Sarah Elson's work is at once exquisitely beautiful and profoundly shocking. Not shocking in a spurious tabloid sense, but truly dread-full as the viewer is faced with first the beauty and the fragility of life and finally, inevitably with the bare fact of their own mortality.
Elson has cast from life an assortment of flowers, insects, seedlings and tiny creatures. These she has brought together in various configurations reminiscent of museum display, herbaria collections and the arrangement of objects on a mantelpiece. Her choice of the methodology of scientific enquiry for the presentation of the work dovetails nicely with the (modernist) grid arrangement of several of the works, for the business of artists such as Elson is, like science, an investigation into how the world works.
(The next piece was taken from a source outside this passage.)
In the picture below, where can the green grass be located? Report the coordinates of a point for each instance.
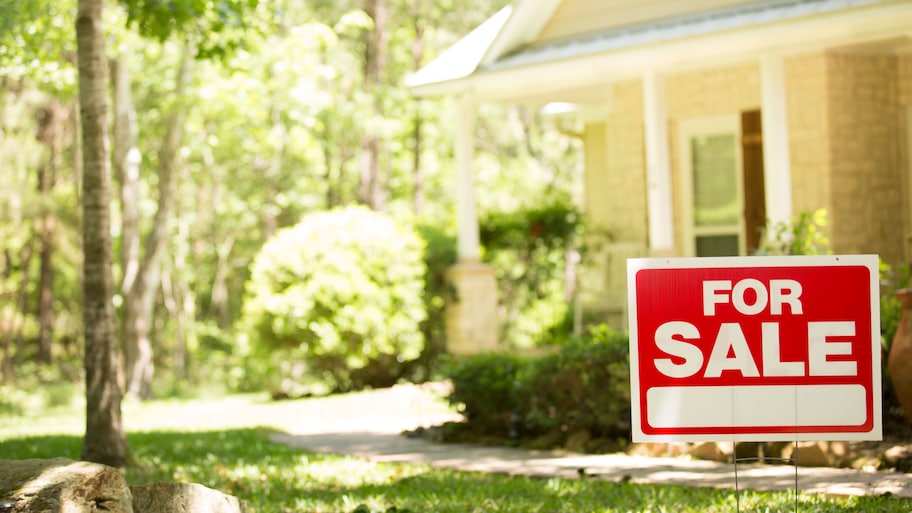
(276, 478)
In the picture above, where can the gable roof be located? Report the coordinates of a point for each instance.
(509, 54)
But unlike science, Elson's enquiry encompasses the poetics of the soul side by side with the material world.
The casting process has rendered each once - living thing in the finest detail, right down to the hairs on the stems and petals of the kangaroo paw flowers, that apotheosis of all that is strange and 'other' about antipodean nature. If one of the reasons for creating art is to fly in the face of death, it is a nice paradox that in the process of casting the things themselves are destroyed, leaving only their forms rendered immortal in silver, copper and gold. One is reminded of the goal of the alchemists to transform gross matter into its purest state, searching for the key to everlasting life. But what I think Elson is drawing our attention to with all these tiny memorials is the wisdom and beauty to be found in our worldly existence, however fleeting that may be. Another kind of immortality is at work here. Not all the objects that she has cast are at the end of their life. The cicada skins in Nymphal Skin from a Hemiptera allude to transformation, the group of tiny seedlings in Accumulation of Succulents are just beginning, and the spent flowers, pods and buds in works such as Anigozanthos (eudaimonia hybrid) and Macropidia Fuliginosa are all way- stations in an endless cycle of renewal from seed to flower to seed again.
In the midst of this there is also untimely death. A dove chick and a tiny frog are two of the objects in Accumulation shelf. The dove chick lies curled in a parody of its embryonic shape, stopped before it really got me going. I was taken back to a park that I used to walk through regularly on my way to school as a child. Often in spring we would find dead chicks lying on the bitumen path beside a thick hedge. It wasn't sorrow, but curiosity that I felt at seeing these tiny bodies. It is as adults that we come to a deeper awareness of the hairsbreadth that divides life from death and feel its pathos most keenly. Sarah Elson, as a mother of young children is deeply involved in these life and death processes and in the 'stuff' of material life. Her fragile detritus is collected whilst walking with her children and a childlike curiosity and wonder is evoked by her assemblage of these tiny objects.
As Elson wants to remind us, material life can be a trap. She uses the word accumulation in a number of titles, and there is a strange anomaly amongst the spent flowers and ragged insect wings of Accumulation shelf - a cast credit card. So where does fulfilment lie in mortal life? The show's title work Anigozanthos (eudaimonia hybrid), contains a clue. Ric Spencer writes in the excellent catalogue essay that eudoaimonia means the desire to live a happy life. The Anigozanthos (kangaroo paw) has lived a right life according to its nature, is this where happiness lies? It's a good place to start.
Elson's beautiful and often witty work reminds us that as life is finite, that is all the more reason to live it mindfully and well.